6- A quanto detto si deve, in ultimo, aggiungere che il bilancio
italiano (e dunque ciascun cittadino italiano contribuente) sopporta
il peso di una parte rilevante dei costi delle basi statunitensi:
senza tener conto di sgravi fiscali, sconti e forniture gratuite di
trasporti, tariffe e servizi, l'Italia è - con il 37% delle spese
complessive - il Paese Nato che ha versato agli Usa la quota maggiore
di contributi (al secondo posto la Germania con il 27%).

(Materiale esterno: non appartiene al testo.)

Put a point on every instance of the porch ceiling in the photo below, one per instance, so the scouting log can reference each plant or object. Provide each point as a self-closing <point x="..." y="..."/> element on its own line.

Accanto al
tema più generale della lotta contro la guerra e il progetto
imperialista, c'è - come si vede – un duro confronto che concerne le
più elementari istanze di indipendenza e sovranità nazionale.

Il "Comitato per il ritiro dei militari italiani dall'Iraq" - che al
suo interno raccoglie diverse forze politiche, sociali e di movimento
ed è parte del movimento italiano contro la guerra - insieme
all'obiettivo della fine di tutte le missioni belliche che vedono
impegnato il nostro Paese (anche in palese contraddizione con la sua
carta costituzionale), intende coordinare e generalizzare la lotta
contro la presenza delle basi militari straniere sul territorio
italiano. Lavoriamo perché tutto ciò possa servire a rilanciare la più
generale mobilitazione contro la guerra e per il disarmo nucleare e
convenzionale, nel nostro paese e fuori di esso.